Photo by George Hall The balloon is nearly back to earth after being knocked around by wind for nearly two hours.
Baltimore, MD, July 17, 2004 – The thousands of firefighters attending the 21st annual Firehouse Expo were treated to a steady drumbeat of working fires and second alarms every night. But an unusual highlight – potentially disastrous, but finally resolved without serious injury – was this odd incident on Saturday afternoon. A tethered sightseeing balloon that carries tourists above the Port Discovery museum a few blocks east of the Baltimore Convention Center became stalled at the end of its computerized winch system when sudden high winds blew in.
The 16 occupants of the balloon were buffeted for nearly two hours, with gusts approaching 50 knots, before the balloon’s backup 5-hp winch could pull them safely to the ground. The gondola’s steel cage smacked into the air conditioning shack atop Police Headquarters about 100 feet away. The erratic winds pushed the balloon up and down. An occupant of the balloon called 911 on his cell phone to report the emergency.
The Baltimore City Fire Department responded with an engine, two trucks, a battalion chief and three medic units, including Rescue 1 and the special operations team, but ultimately the jakes had little to do.

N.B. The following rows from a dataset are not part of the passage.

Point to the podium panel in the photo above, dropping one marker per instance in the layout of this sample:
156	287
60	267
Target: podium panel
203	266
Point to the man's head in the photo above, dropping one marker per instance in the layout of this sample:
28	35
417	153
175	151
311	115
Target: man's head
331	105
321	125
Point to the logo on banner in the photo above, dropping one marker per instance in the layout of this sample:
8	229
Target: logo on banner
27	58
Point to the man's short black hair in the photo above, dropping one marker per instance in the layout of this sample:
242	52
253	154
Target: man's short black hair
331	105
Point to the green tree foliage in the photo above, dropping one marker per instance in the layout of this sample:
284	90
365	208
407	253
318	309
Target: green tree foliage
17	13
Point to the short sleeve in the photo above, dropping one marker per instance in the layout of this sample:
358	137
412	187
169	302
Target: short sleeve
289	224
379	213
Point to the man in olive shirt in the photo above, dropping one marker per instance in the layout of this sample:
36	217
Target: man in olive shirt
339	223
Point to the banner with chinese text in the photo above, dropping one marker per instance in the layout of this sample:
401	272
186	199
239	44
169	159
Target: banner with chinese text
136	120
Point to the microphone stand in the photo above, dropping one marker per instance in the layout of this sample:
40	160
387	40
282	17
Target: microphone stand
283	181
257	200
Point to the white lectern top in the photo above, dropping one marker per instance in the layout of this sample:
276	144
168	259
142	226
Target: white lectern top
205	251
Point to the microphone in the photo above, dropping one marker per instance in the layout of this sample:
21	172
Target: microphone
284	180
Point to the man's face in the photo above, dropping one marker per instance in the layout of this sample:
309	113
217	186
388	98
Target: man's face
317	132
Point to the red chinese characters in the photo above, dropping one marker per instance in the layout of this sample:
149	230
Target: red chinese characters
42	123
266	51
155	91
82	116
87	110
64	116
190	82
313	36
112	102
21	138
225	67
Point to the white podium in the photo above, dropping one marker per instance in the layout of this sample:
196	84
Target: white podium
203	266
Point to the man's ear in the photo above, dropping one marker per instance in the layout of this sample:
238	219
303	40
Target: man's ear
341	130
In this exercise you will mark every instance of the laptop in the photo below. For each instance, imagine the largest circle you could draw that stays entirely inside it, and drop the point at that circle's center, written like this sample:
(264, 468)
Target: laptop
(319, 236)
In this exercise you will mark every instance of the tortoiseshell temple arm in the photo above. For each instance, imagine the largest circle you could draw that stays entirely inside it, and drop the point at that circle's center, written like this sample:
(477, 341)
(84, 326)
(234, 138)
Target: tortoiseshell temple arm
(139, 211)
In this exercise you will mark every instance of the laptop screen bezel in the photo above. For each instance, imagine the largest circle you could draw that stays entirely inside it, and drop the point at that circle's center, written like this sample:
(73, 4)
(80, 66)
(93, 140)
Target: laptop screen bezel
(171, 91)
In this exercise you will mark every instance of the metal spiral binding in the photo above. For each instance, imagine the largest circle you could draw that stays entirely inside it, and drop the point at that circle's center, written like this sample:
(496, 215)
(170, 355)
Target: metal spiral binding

At one point, because of another approaching storm, the rescue crew hooked up a snatch-block to the balloon’s cable to the rescue rig in an attempt to pull it down, but the balloon operators insisted on letting the automated systems solve the problem. EMTs transported several people to hospitals with bruises and more than a few cases of severe motion sickness.
The chief of department and the mayor responded from home, undoubtedly mindful of an eerily similar disaster only a few months earlier, when a water taxi capsized with several fatalities as a squall blew suddenly across Baltimore Harbor.